Sulfadiazine (SDZ) is one of the drugs used for the postnatal treatment of congenital toxoplasmosis, however the only commercially available oral formulation is the tablet (500 mg). One of the strategies to solve this problem is through the transformation of pharmaceutical forms. Thus, the present work aimed to prepare and evaluate the physical, chemical and microbiological stability of extemporaneous suspensions of SDZ (100 mg / mL) using tablets (FURP-Sulfadiazine). The suspension vehicles used were: A - 85% simple syrup and 1% (w/v) methylcellulose; and B - sorbitol 70%. Stability was evaluated during days 0, 7, 14 and 30 under storage at controlled temperatures of 5 °C ± 3 °C and 22.5 °C ± 2.5 °C. The physical characteristics analyzed were the organoleptic characteristics, the pH, the particle size and the viscosity. The concentration of SDZ was determined by a method developed and validated using ultra-high performance liquid chromatography (CLUE). Microbiological attributes of non-sterile pharmaceutical forms were also evaluated by adding p-aminobenzoic acid to the culture media in order to neutralize the antimicrobial activity of SDZ. pH and viscosity showed significant differences on study days.

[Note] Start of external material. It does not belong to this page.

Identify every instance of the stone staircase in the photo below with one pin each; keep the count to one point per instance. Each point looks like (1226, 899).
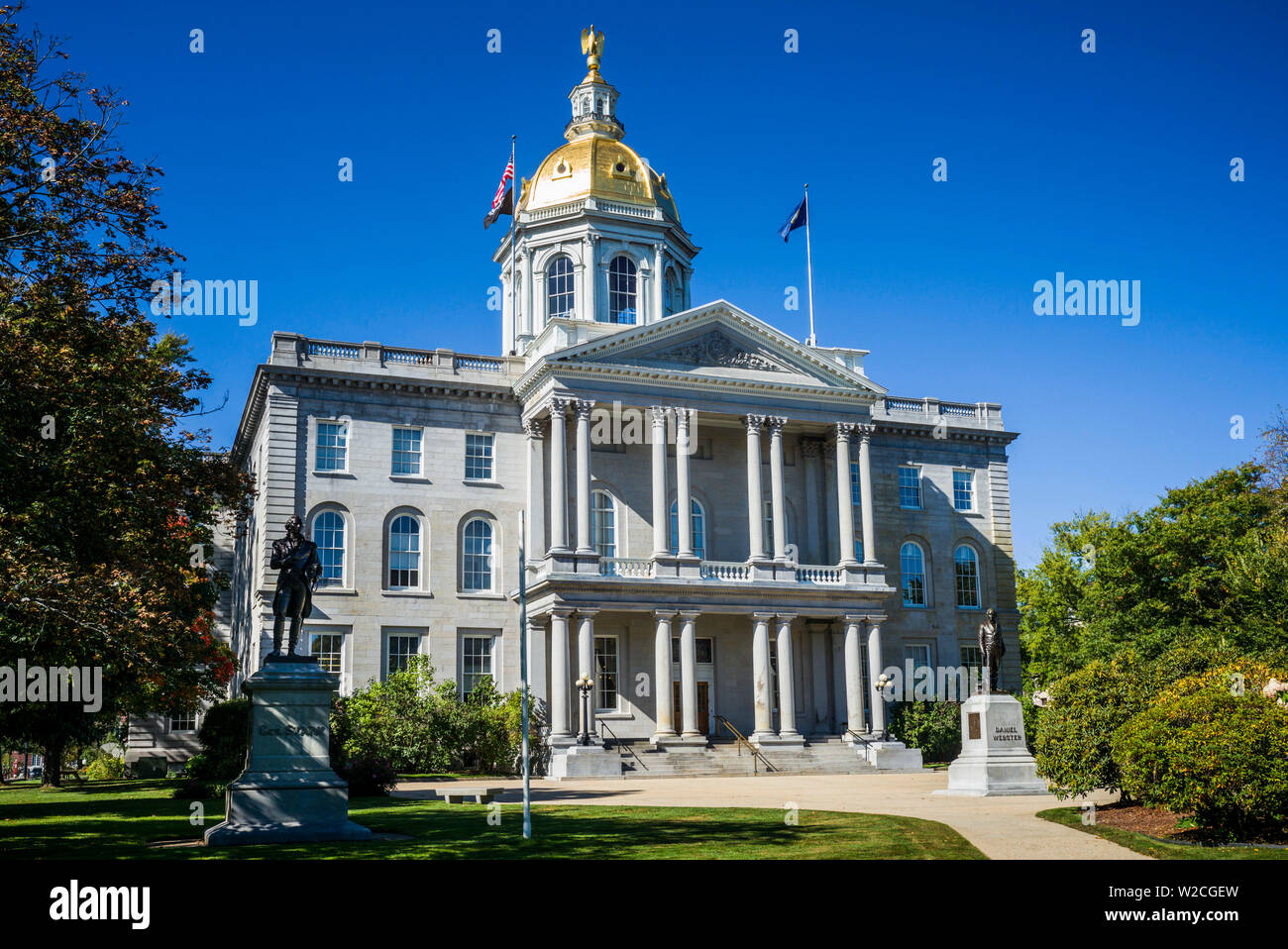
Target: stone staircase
(721, 757)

The particle size distribution was constant up to 14 days of study for both formulations. However, only the SDZ A suspension presented reliable results within the pharmacopoeial limits, probably influenced by the solubility of the active substance at different pH, particle sedimentation and viscosity reduction. In addition, during the study no microbial contamination was observed. Based on the results, it can be concluded that SDZ A suspension at room temperature is stable for 14 days and is a viable alternative for the pediatric treatment of congenital toxoplasmosis.